Memasuki usia 24 tahun, bagi aku sebagai cewek udah mulai tuh agak ngerasasa khawatir. Beberapa teman sekolah SMA aku dari 11 orang perempuannya 7 orang sudah menikah, 1 sudah tunangan dan sedang mempersiapkan pernikahannya, 3 orang masih single termasuk aku di dalamnya. Terkadang aku juga suka minder kalau udah ada kumpul-kumpul. Entah itu nengok temen atau menghadiri acara pernikahan karena mereka pasti bakal datang sama pasangannya sementara aku? Aku masih diantar jemput Bapak/adik atau enggak biasa pesen ojol. Dan yang paling nyesek kalau udah ditanyain soal calon pasangan kemudian aku jawab, I’m single. I’m still single. Dan dari mereka pada gak percaya.

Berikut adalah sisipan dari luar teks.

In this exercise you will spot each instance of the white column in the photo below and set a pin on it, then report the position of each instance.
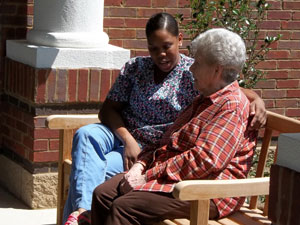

Ada yang mencoba buat nenangin aku, menghibur aku seperti yang diucapkan oleh Ibu temanku itu, ada juga yang bilang karena aku terlalu sibuk belajar, kerja, bahkan ada yang sampai bilang kalau selera aku ketinggian.

Whatever you said, I don’t care! Cause you would never to be me and you would never to understand me till the end. Masing-masing dari kita punya masalah yang berbeda yang harus dihadapi bukan? Mungkin masalah aku ya di sini. This is my struggle.

Sometimes I would wonder, why is it happened to me? I’m beautiful enough, I’m pretty good, I’m a struggle woman.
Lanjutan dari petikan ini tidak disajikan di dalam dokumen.